==========================
Data protection: workflows
==========================


.. _data-protection-dashboard:

Use the data protection dashboard
=================================

Click on **Data protection** on the front page to go to the data protection
dashboard. This dashboard lists tasks you need to take care of by initiating
follow-up steps for each category.

-   A subject is tagged **Export requested** if they requested a GDPR export.
    See :ref:`subject-export` for the necessary steps.
-   A subject is tagged **To be deleted**, **No legal basis**, or
    **Unreachable** if they should be deleted for different reasons. See
    :ref:`subject-delete` for the necessary steps.
-   A subject is tagged **Unnecessary recruitment data** if they have
    recruitment data, but no recruitment consent. See
    :ref:`subject-unnecessary-recruitment-data` for the necessary steps.

In all those categories it usually makes sense to contact the subjects before
taking any action. For example, subjects often want only a part of their data
deleted.

Most of the categories have legal time limits, so you should check the
dashboard regularly.

.. hint::

    It is recommended to configure an email address that should receive email
    notifications about new data protection tasks. Please ask your system
    administrator to setup ``CASTELLUM_GDPR_NOTIFICATION_TO``.


.. _subject-export:

Export all data related to a subject
====================================

According to GDPR, subjects have the right to get an export of all their data.
This is especially important for scientific measurements that need to be
provided in a common file format. Compared to that, the data stored in
castellum is rather simple (e.g. name and address). Still, it is possible to
generate a complete list of all the information that is stored in castellum on
a single subject.

1.  In the subject details, go to the **Export** tab

2.  If you see a message saying **No export requested**, you need to
    explicitly **Request export**. The date of the request will be stored.
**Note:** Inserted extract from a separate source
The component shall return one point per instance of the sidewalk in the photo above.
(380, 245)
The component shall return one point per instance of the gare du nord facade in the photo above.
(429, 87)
3.  The complete list can be printed or otherwise stored.

4.  Once the subject has received the export, click **Mark as answered** to
    record how long it took to process this request.

.. warning::

    These steps only outline the data export from a software view. Your institute should provide organizational steps
    to verify actual identity of the requester. Furthermore, secure transfer of exported data needs to be set up.